When we talk about Big Data, we are talking about an evolution of databases, but in a big way, or rather we are talking about a collection of data so extensive in terms of volume, speed and variety that it requires specific technologies and analytical methods for value extraction.
This is the definition we can find from a superficial web search. We could be dealing with Big Data even if the characteristic were only variety or speed.
The Data Scientist, i.e. the one who has a background in Data Science deals with analysing, interpreting data, and above all must know how to retrieve and ‘clean’ or ‘prepare’ them for analysis.
To move in this area, in my opinion, it is essential to have a classical training in databases, let us review some basic concepts
We have said that Big Data are databases that have grown a bit too big, or at least have one of the three Vs seen above (volume,velocity,variety), but what is a database for? To put the information somewhere so that it is quick and easy to retrieve it later.
The reason for making it retrievable in the future is simple: information together with people, money, materials and real estate constitute the resource base of any organisation, where organisation is understood in the broadest possible sense.
In order to manage information, we need something that contains and manages it, enabling us to access and manipulate it; this something is the well-known information system whose tasks are precisely those of collecting, storing, processing, transforming and distributing information. They normally use computer system and information system as synonyms, the reason is simple, today’s information systems are almost all computer systems, realised through a computer system, but the definition we have given is independent of automation. Do you know the classification and indexing system of books in libraries in the old days? That is an information system, not a computer system.

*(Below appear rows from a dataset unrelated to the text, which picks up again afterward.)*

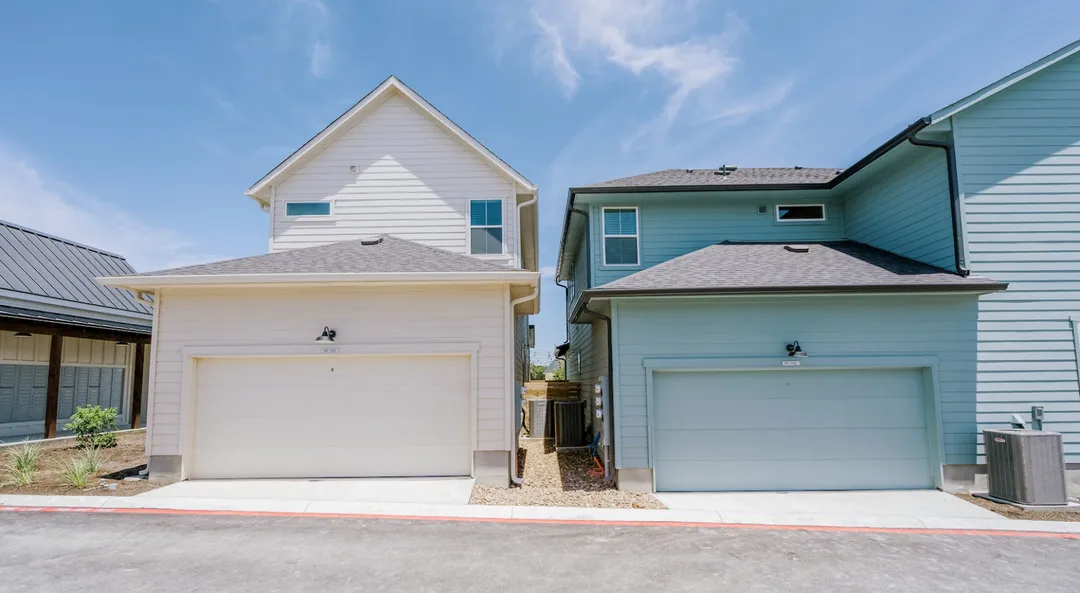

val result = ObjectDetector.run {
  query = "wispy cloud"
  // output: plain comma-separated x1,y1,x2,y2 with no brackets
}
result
0,147,215,270
520,0,791,150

So far, we have talked about information, but what really is information? and data? Let’s forget the bits for a moment and rely on dictionaries or at least Wikipedia.

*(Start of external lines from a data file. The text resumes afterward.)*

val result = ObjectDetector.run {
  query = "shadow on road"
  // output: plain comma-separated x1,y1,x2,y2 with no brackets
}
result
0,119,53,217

Information first has to be something useful and comprehensible, something that produces a change in the cognitive heritage of a subject called the information receiver.

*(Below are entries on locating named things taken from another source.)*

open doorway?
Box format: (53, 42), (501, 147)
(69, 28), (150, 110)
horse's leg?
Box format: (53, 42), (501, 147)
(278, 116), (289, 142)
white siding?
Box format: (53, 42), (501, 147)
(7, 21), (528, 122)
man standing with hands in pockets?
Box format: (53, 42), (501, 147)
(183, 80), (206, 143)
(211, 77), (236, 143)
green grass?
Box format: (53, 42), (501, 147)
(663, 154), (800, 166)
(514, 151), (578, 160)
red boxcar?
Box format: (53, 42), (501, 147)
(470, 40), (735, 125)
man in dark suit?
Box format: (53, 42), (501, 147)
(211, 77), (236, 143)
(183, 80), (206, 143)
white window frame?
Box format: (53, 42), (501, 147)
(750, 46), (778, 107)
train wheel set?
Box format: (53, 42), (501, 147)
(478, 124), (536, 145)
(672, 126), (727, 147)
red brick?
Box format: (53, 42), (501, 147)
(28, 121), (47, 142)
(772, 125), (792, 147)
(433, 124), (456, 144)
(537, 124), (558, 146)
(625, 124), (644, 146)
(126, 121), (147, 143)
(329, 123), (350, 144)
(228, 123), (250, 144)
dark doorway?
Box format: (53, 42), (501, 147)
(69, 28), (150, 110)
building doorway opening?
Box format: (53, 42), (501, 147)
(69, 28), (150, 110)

If I ask by e-mail to a friend who is in China for a study stay what time he was there and he answers me using Chinese characters and I do not know Chinese, I have no variation in my cognitive heritage, usefulness, the same thing if I open a jpeg file of a holiday photo with a hexadecimal editor that certainly does not allow me to see the image of the pleasant past holiday, I only see data, which need an interpretative context.
Databases are full of data, their task is to contain and manage them. Think of a column that contains 10,20,34,38, if I don’t know the name of the column called Temperature, it will be difficult for me to have the interpretative context to make the data into information, therefore something useful.
Incidentally, a database is a collection of interrelated data and to manage it we need a database management system, what we commonly know as a Data Base Management System in acronym DBMS or RDBMS when we want to emphasise that the database is relational.
When we move into the world of Big Data, databases are often not relational for the reasons we shall see.